I have written the following command
#!/bin/bash
awk -v value=$newvalue -v row=$rownum -v col=1 'BEGIN{FS=OFS=","} NR==row {$col=value}1' "${file}".csv >> temp.csv && mv temp.csv "${file}".csv
Sample Input of file.csv
Header,1
Field1,Field2,Field3
1,ABC,4567
2,XYZ,7890
Assuiming $newvalue=3 ,$rownum=4 and col=1, then the above code will replace:
Required Output
Header,1
Field1,Field2,Field3
1,ABC,4567
3,XYZ,7890
So if I know the row and column, is it possible to replace the said value using grep, sed?
Edit1: Field3 will always have a unique value for their respective rows. ( in case that info helps anyway)
Assuming your CSV file is as simple as what you show (no commas in quoted fields), and your newvalue does not contain characters that sed would interpret in a special way (e.g. ampersands, slashes or backslashes), the following should work with just sed (tested with GNU sed):
sed -Ei "$rownum s/[^,]*/$newvalue/$col" file.csv
Demo:
$ cat file.csv
Header,1
Field1,Field2,Field3
1,ABC,4567
3,XYZ,7890
$ rownum=3
$ col=2
$ newvalue="NEW"
$ sed -Ei "$rownum s/[^,]*/$newvalue/$col" file.csv
$ cat file.csv
Header,1
Field1,Field2,Field3
1,NEW,4567
3,XYZ,7890
Explanations: $rownum is used as the address (here the line number) where to apply the following command. s is the sed substitute command. [^,]* is the regular expression to search for and replace: the longest possible string not containing a comma. $newvalue is the replacement string. $col is the occurrence to replace.
If newvalue may contain ampersands, slashes or backslashes we must sanitize it first:
sanitizednewvalue=$(sed -E 's/([/\&])/\\\1/g' <<< "$newvalue")
sed -Ei "$rownum s/[^,]*/$sanitizednewvalue/$col" file.csv
Demo:
$ newvalue='NEW&\/&NEW'
$ sanitizednewvalue=$(sed -E 's/([/\&])/\\\1/g' <<< "$newvalue")
$ echo "$sanitizednewvalue"
NEW\&\\\/\&NEW
$ sed -Ei "$rownum s/[^,]*/$sanitizednewvalue/$col" file.csv
$ cat file.csv
Header,1
Field1,Field2,Field3
1,NEW&\/&NEW,4567
3,XYZ,7890
With sed, how about:
#!/bin/bash
newvalue=3
rownum=4
col=1
sed -i -E "${rownum} s/(([^,]+,){$((col-1))})[^,]+/\\1${newvalue}/" file.csv
Result of file.csv
Header,1
Field1,Field2,Field3
1,ABC,4567
3,XYZ,7890
${rownum} matches the line number.
(([^,]+,){n}) matches the n-time repetition of the group of
non-comma characters followed by a comma.

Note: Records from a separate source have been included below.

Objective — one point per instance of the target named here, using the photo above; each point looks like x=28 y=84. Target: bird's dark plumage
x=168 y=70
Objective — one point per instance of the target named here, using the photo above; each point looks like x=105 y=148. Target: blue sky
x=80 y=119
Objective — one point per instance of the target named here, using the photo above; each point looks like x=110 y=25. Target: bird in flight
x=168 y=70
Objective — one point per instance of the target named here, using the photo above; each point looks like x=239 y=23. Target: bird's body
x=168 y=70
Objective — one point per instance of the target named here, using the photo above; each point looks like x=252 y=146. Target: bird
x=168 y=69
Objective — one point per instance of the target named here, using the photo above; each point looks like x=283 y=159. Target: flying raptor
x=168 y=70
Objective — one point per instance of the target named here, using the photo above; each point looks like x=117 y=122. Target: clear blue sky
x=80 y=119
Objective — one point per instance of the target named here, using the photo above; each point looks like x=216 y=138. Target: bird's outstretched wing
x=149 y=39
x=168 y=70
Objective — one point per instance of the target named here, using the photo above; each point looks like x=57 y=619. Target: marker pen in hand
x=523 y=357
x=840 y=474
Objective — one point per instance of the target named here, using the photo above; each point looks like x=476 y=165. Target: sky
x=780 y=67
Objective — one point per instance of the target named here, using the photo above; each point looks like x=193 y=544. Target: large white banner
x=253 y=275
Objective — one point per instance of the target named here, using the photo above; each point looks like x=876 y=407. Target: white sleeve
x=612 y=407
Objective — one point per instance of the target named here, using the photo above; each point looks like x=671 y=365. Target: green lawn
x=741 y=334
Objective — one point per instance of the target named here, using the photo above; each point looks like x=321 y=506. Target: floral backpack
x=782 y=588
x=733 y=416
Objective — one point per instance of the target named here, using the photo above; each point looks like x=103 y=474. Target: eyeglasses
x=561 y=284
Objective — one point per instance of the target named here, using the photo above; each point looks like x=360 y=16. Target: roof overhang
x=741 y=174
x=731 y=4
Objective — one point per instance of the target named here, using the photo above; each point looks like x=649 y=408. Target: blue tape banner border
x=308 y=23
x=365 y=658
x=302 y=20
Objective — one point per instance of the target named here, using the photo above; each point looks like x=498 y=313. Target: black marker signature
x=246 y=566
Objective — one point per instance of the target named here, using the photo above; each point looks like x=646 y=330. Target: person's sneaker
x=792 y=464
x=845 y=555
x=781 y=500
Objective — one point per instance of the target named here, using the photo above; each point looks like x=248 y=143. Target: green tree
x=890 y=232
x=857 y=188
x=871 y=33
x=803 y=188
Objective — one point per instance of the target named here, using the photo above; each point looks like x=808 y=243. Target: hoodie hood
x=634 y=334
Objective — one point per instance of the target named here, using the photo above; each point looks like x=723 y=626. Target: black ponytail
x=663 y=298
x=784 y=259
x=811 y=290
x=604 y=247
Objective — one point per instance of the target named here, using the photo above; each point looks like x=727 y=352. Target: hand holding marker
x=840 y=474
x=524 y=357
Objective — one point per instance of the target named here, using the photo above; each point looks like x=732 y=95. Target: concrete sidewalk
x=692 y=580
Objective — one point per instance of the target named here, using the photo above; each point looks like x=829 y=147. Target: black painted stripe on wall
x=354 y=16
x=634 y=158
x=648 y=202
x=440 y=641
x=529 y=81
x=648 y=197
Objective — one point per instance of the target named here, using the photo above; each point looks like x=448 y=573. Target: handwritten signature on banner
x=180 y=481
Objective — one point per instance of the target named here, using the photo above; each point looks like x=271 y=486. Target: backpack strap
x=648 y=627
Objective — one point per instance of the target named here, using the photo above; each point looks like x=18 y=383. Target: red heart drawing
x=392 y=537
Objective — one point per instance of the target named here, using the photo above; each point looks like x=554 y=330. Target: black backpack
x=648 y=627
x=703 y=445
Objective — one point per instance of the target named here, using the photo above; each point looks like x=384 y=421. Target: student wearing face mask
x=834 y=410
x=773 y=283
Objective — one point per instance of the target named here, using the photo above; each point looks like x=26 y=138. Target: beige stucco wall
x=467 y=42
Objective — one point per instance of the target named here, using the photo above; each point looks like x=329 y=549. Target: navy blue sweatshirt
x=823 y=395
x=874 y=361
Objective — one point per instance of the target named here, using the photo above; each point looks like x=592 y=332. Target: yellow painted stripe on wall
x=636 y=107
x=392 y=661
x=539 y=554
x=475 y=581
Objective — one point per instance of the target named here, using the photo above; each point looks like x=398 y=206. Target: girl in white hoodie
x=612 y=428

Then it should be the substring
before the target (to be substituted) column by assigning n to
col - 1.
Let's Try to Implement sed command
Let us consider a sample CSV file with the following content:
$ cat file
Solaris,25,11
Ubuntu,31,2
Fedora,21,3
LinuxMint,45,4
RedHat,12,5
To remove the 1st field or column :
$ sed 's/[^,]*,//' file
25,11
31,2
21,3
45,4
12,5
This regular expression searches for a sequence of non-comma([^,]*) characters and deletes them which results in the 1st field getting removed.
To print only the last field, OR remove all fields except the last field:
$ sed 's/.*,//' file
11
2
3
4
5
This regex removes everything till the last comma(.*,) which results in deleting all the fields except the last field.
To print only the 1st field:
$ sed 's/,.*//' file
Solaris
Ubuntu
Fedora
LinuxMint
RedHat
This regex(,.*) removes the characters starting from the 1st comma till the end resulting in deleting all the fields except the last field.
To delete the 2nd field:
$ sed 's/,[^,]*,/,/' file
Solaris,11
Ubuntu,2
Fedora,3
LinuxMint,4
RedHat,5
The regex (,[^,]*,) searches for a comma and sequence of characters followed by a comma which results in matching the 2nd column, and replaces this pattern matched with just a comma, ultimately ending in deleting the 2nd column.
Note: To delete the fields in the middle gets more tougher in sed since every field has to be matched literally.
To print only the 2nd field:
$ sed 's/[^,]*,\([^,]*\).*/\1/' file
25
31
21
45
12
The regex matches the first field, second field and the rest, however groups the 2nd field alone. The whole line is now replaced with the 2nd field(\1), hence only the 2nd field gets displayed.
Print only lines in which the last column is a single digit number:
$ sed -n '/.*,[0-9]$/p' file
Ubuntu,31,2
Fedora,21,3
LinuxMint,45,4
RedHat,12,5
The regex (,[0-9]$) checks for a single digit in the last field and the p command prints the line which matches this condition.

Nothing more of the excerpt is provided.